President of the Constitutional Court of Niger
- In office 2007–2009

= Salifou Fatimata Bazeye =

Nigerien jurist and former magistrate

Salifou Fatimata Bazèye, also known as Fatoumata Bazèye and Fatoumata Bazaî, is a Nigerien jurist, former magistrate, head of the Supreme Court of Niger and from 2007 to 2009 President of the Constitutional Court of Niger. Her court's rulings on the constitutional revisions planned by then President of Niger Mamadou Tandja, led to her extra-constitutional dismissal and a heightening of the 2009–2010 Nigerien constitutional crisis. Following the 2010 Nigerien coup d'état, she was named head of the transitional Constitutional Court of Niger.

==Background==
Born in 1951 in Dosso, Bazaye received her legal training in France at the Ecole Nationale de la Magistrature de Paris. Bazeye is married to a government official and a mother of several children.
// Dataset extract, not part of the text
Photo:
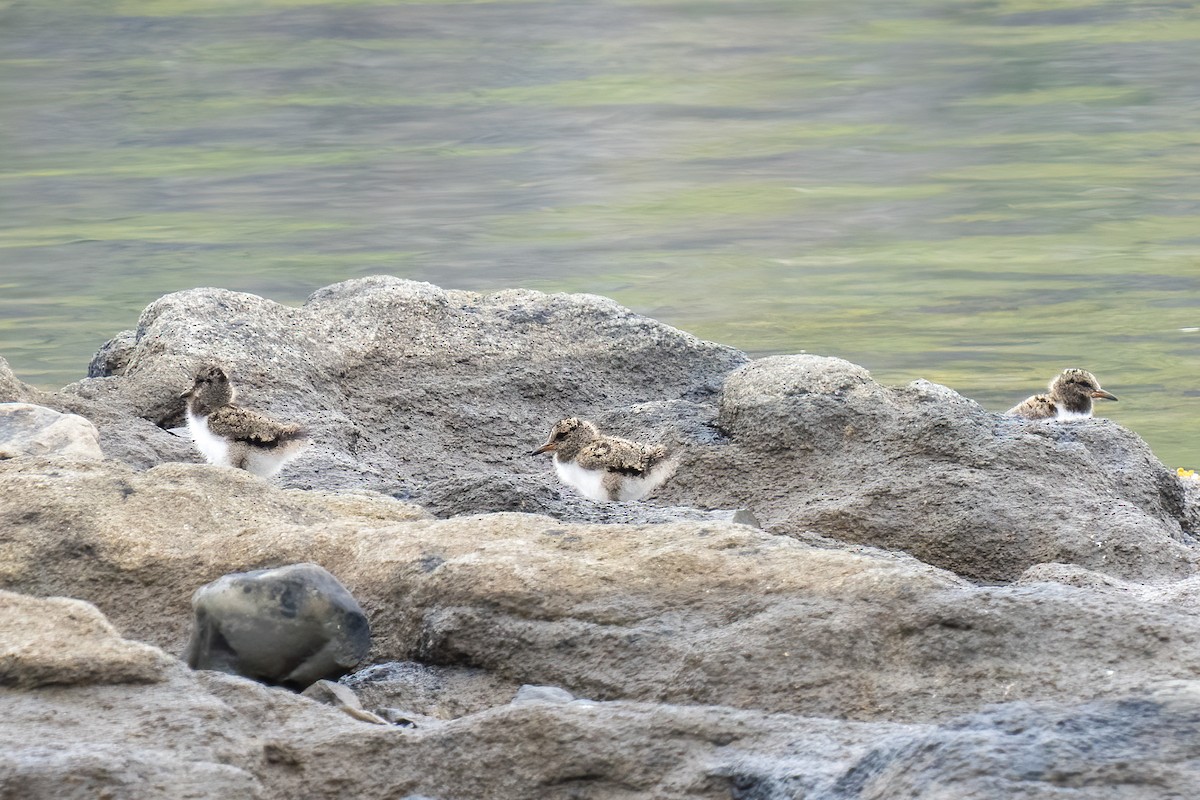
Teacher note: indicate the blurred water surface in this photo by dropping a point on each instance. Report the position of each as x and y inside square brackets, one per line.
[973, 192]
She returned to Niger as a Magistrate, and came to political prominence in 2005 when, as a member of the Supreme Court, she refused a government motion to transfer Magistrates who were on strike. Despite this, she was nominated for one of the seats on the constitutional court reserved for jurists in 2007, and accepted by the government. She was then elected President of the court by its members.

==2009 Constitutional crisis==
In 2009, she led the court in two unanimous decisions opposing President of Niger Mamadou Tandja's move to hold a referendum to retire the Constitution of Niger and remain in office while a new constitution was drafted. The first (non binding) decision, presented on 26 May 2009, triggered the President's dismissal of the National Assembly while a further binding decision was delivered on 12 June. President Tandja subsequently carried out his plans for a new constitution and dismissed the Constitutional Court. In February 2010 he was overthrown by military coup, with power handed back to a civilian government in 2011.

==Seventh Republic==
Following the 2010 Nigerien coup d'état and the fall of Mamadou Tandja, Ms. Bazèye was named by the transitional Supreme Council for the Restoration of Democracy (CSRD) to head the 11 member Constitutional Council, a consultative High Court during the transition to the Nigerien Seventh Republic.

In December 2011 the Nigerian newspaper publishers of the Daily Trust awarded Ms. Bazèye its 4th annual "African of the Year" award for her "track record as an incorruptible judicial officer."